Clalit Research Institute, Clalit Health Services, Ramat Gan, Israel.
Department of Biomedical Informatics, Harvard Medical School, Boston, MA, USA.
J Digit Imaging. 2022 Aug;35(4):962-969. doi: 10.1007/s10278-021-00575-7. Epub 2022 Mar 16.

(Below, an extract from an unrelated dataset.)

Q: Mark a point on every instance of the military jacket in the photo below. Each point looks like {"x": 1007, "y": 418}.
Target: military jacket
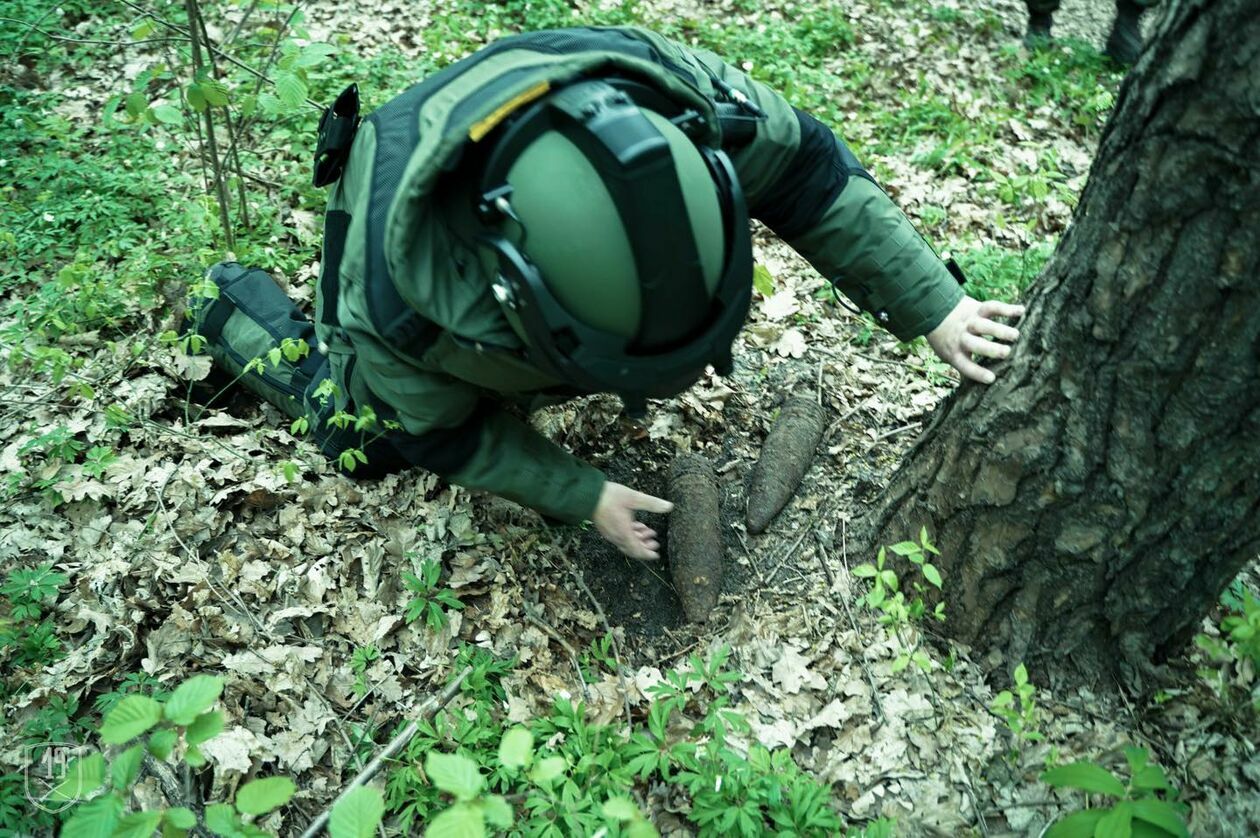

Cardiovascular disease (CVD) prediction models are widely used in modern medicine and are incorporated into prominent guidelines. Coronary artery calcium (CAC) is a marker of coronary atherosclerotic disease and has proven utility for predicting cardiovascular disease. Despite this, current guidelines recommend against including CAC scores in CVD prediction models due to the medical and financial costs of acquiring it, and the insufficient evidence concerning its ability to improve existing models. Modern machine learning models are capable of automatically extracting coronary calcium scores from existing chest computed tomography (CT) scans, negating these costs. To determine whether the inclusion of CAC scores, automatically extracted using a machine learning algorithm from chest CTs performed for any reason, improves the performance of the American Heart Association/American College of Cardiology 2013 pooled cohort equations (PCE). A retrospective cohort of patients with available chest CTs prior to an index date (2012) was used to compare the performance of the PCE model and an augmented-PCE model which utilizes the CT-based CAC scores on top of the existing model. The PCE and the augmented-PCE predictions were calculated as of an index date (2012) using data from the electronic health record and existing chest CTs. The performance of both models was evaluated by comparing their predictions to cardiovascular events that occurred during a 5-year follow-up period (until 2017). A total of 14,135 patients aged 40-79 years were included in the study, of whom 470 (3.3%) had documented CVD events during the follow-up. The augmented-PCE model showed a significant improvement in c-statistic (0.64 ≥ 0.69, Δ = 0.05, 95% CI: 0.03 to 0.06), sensitivity (53% ≥ 57%, Δ = 4.7%, 95% CI: 0-9.0%), specificity (67% ≥ 70%, Δ = 2.8%, 95% CI: 0.9-5.1%), in positive predictive value (5% ≥ 6%, Δ = 0.9%, 95% CI: 0.4 to 1.4%), negative predictive value (97.7% ≥ 97.9%, Δ = 0.3%, 95% CI: 0.1 to 0.5%), and in the categorical net reclassification index (7.4%, 95% CI: 2.4 to 12.1%). Automatically generated CAC scores from existing CTs can aid in CVD risk determination, improving model performance when used on top of existing predictors. Use of existing CTs avoids most pitfalls currently cited against the routine use of CAC in CVD predictions (e.g., additional radiation exposure), and thus affords a net gain in predictive accuracy.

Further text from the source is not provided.